The event is open to the public. You can attend it physically or follow it online. The link to the Zoom meeting is in the bar on the right.

ABSTRACT / Network science has become an important tool for the analysis of social systems and societies. The abstraction where these complex systems are described as graphs where two individuals are either connected or not has turned out to be incredibly versatile and useful. Methodologies developed originally within the theoretical network science community, such as network clustering and synthetic network modelling, are now routinely used to quantify complex phenomena such as political polarization and other societal phenomena. Despite this success, the simple network representation has severe limitations and investigating several salient problems can require alternative abstractions: Social groups are not just collections of pairwise connections. Discussions of polarizing topics do not live in isolation of each other.

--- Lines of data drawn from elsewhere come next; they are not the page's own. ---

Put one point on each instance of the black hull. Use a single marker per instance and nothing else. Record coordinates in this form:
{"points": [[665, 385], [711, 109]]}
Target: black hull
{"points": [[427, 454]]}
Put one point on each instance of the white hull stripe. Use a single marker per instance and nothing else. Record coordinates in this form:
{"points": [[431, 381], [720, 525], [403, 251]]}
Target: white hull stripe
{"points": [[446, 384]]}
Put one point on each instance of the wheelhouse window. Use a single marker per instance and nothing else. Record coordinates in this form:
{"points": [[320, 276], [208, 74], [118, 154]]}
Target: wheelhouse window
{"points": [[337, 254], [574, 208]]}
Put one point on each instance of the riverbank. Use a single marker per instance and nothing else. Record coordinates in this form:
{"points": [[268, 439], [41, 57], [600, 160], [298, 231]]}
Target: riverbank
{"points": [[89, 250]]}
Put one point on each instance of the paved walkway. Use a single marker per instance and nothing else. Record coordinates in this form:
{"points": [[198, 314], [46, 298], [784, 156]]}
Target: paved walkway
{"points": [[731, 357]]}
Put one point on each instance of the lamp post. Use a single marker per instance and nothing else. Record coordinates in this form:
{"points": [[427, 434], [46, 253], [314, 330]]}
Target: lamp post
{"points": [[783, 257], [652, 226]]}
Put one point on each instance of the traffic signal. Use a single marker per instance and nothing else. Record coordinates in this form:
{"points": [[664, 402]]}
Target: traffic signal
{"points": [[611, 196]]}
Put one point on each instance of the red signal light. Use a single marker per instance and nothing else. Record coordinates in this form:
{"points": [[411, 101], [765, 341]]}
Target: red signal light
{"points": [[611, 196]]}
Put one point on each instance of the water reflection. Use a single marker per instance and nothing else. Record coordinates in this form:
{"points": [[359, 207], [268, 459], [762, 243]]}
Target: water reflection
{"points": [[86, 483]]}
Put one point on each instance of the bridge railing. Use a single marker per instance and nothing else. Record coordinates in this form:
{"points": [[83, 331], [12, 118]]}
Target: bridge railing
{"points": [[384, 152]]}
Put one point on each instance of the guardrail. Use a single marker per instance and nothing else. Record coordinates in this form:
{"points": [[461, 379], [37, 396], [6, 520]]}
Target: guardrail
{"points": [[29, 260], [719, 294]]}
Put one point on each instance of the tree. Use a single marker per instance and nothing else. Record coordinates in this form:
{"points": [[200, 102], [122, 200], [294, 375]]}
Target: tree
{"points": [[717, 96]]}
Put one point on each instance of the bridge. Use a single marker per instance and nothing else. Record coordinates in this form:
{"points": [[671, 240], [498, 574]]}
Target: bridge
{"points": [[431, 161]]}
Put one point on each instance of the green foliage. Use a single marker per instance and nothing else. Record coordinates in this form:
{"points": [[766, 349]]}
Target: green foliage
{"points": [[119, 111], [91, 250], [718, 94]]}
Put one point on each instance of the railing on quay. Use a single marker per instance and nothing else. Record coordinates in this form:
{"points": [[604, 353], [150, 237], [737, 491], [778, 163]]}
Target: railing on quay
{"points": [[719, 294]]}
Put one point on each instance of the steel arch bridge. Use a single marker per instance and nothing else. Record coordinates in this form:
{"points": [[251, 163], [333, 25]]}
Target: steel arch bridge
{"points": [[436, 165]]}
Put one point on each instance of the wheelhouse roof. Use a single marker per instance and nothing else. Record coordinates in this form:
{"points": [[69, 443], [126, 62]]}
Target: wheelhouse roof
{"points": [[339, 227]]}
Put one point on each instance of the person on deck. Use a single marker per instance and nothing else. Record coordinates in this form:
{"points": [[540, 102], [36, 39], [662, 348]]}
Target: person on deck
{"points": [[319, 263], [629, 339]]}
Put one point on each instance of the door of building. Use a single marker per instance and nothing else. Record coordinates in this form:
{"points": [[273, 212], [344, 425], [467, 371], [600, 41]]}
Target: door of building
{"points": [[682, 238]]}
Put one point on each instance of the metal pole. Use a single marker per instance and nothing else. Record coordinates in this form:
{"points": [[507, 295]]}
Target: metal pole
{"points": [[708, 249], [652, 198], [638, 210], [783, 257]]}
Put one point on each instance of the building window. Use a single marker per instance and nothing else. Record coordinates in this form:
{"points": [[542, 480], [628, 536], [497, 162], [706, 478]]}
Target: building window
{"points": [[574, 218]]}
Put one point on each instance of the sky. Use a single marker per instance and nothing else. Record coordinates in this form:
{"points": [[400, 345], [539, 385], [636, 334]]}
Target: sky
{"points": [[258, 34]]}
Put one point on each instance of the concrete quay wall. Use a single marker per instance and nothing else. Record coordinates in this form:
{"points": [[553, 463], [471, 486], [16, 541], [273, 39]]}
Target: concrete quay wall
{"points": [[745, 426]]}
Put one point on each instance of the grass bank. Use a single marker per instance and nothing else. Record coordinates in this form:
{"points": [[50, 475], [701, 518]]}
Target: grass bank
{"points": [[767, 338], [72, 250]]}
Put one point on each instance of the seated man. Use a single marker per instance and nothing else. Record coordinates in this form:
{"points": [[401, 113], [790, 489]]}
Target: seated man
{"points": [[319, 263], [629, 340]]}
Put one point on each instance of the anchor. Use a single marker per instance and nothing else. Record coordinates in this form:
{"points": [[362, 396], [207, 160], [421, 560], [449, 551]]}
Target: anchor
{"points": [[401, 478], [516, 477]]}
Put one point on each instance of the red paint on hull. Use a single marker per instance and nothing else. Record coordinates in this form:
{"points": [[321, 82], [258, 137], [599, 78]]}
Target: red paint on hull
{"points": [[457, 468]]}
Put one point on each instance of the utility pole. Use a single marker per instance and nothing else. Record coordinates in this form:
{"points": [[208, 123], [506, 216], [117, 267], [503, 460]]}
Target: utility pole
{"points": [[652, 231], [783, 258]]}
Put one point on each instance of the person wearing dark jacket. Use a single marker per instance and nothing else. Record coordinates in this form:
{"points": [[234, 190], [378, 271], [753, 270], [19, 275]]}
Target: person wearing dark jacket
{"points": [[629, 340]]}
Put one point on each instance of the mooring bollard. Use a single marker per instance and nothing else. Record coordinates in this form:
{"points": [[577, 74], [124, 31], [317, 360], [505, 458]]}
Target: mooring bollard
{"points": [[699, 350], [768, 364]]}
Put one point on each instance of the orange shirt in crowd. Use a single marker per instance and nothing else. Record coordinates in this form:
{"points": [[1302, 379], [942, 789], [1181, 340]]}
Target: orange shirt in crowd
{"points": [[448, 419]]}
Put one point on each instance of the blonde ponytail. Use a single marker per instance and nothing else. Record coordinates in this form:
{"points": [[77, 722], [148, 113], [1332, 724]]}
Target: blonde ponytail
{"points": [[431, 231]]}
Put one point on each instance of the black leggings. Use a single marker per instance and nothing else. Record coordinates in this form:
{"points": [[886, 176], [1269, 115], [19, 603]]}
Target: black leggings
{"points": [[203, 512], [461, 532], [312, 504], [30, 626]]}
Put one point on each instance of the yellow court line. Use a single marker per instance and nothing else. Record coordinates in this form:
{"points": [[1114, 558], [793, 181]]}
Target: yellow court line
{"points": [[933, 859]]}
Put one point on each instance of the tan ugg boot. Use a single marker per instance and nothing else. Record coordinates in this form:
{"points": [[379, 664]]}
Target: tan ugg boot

Connections and social groups are not static, but consist of temporal interactions. While until recently most of the work in network science has relied on assuming that such systems can be represented using simple graphs, there has been an increasing focus on more realistic representations of networks. The theoretical advances in multilayer networks, higher-order networks, and temporal networks allow for dealing with this need for realism in a systematic way and analyzing a multitude of different types of networks with very general mathematical and computational tools. In this talk I will go through recent work in my group related to polarization and group formation in social networks, and especially focus on our advances in using multilayer networks and other generalized network representations.

BIO / Mikko Kivelä is an assistant professor in the Department of Computer Science at Aalto University and an Academy of Finland research fellow. He received a Doctor of Science degree from Aalto University in 2012 and was a postdoc at the Mathematical Institute at University of Oxford until 2015. His research interests are in network science, with focus on generalized network representations such as temporal networks and multilayer networks.